Bacterial infections strike two million people a year and kill at least 23,000, according to the Centers for Disease Control and Prevention. It comes up in potential diagnoses in a quarter to a third of the patients hospitalized at University, said Dr. Kevin Nash, medical director of the hospitalist program at University.
“Maybe even a little higher,” he said. Without specific information for two to three days to guide therapy, doctors are forced to begin broad spectrum antibiotics that can also lead to complications down the road, Nash said. For every hour antibiotics are delayed, the risk of death rises by eight percent, he said.
“You don’t have the luxury of waiting until you have more specific information,” Nash said. “You’re having to kind of blast away at them because the stakes of not intervening quickly are very, very high.”
Thus, patients often get much more antibiotics than they might actually need, he said.
“The idea that you can provide that patient-directed therapy now in a number of hours as opposed to a number of days, that’s huge because that reduces cost, reduces complications from the therapy, complications because you may not have had the right therapy,” Nash said.

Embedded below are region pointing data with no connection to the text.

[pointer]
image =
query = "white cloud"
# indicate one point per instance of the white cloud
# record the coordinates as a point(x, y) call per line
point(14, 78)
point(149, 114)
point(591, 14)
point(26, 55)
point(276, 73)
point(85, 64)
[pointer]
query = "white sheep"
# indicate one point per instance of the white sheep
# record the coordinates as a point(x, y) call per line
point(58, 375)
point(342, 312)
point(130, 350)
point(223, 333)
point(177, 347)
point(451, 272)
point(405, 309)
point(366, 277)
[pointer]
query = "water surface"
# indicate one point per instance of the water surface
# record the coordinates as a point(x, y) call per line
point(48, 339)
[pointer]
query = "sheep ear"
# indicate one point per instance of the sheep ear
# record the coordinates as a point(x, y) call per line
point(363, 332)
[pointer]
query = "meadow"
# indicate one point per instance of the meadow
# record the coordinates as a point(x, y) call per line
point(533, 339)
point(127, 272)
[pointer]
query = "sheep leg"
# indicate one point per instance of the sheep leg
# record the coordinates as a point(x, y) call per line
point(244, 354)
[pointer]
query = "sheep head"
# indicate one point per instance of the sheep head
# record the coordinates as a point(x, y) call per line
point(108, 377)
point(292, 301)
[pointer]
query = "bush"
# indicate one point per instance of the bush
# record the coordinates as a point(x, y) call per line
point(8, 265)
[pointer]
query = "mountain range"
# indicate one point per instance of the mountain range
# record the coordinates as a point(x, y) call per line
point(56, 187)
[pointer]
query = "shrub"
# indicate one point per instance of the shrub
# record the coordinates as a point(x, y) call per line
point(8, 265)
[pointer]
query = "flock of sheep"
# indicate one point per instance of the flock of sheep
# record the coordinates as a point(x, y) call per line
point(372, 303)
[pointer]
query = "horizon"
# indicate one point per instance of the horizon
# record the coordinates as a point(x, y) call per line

Widespread broad spectrum antibiotic use can result in a number of problems, from furthering antibiotic resistance among bacteria to actually lead to greater risk of another stubborn infection by the clostridium difficile bacteria, Sharma said.
“We don’t want to use too many broad spectrum antibiotics that may or may not be effective,” he said. This system will allow University to lower the rates of those complications, Lab Director Christa Pardue said.
“We’re also going to see a reduction in acquired antibiotic resistance,” she said. “Less exposure, less resistance.”
The company said its clinical testing show it has the potential to save $4,800 per patient, and shorten the time a patient is in the Intensive Care Unit by nearly two days. And it is just better to get these infections under specific control as early as possible, Nash said.
A widespread bacterial infection “is literally akin to invaders running around in the streets of your city,” he said. “The city’s very survival is at risk. The longer the invaders are able to run around unchecked, the more time they have to wreak havoc.”
The result could be kidney failure, stroke or a heart attack.
“They can evolve very, very quickly,” Nash said. Having a much quicker diagnosis and specific treatment will be key to limiting those complications, he said.
“In terms of this being a game changer, this is huge,” Nash said.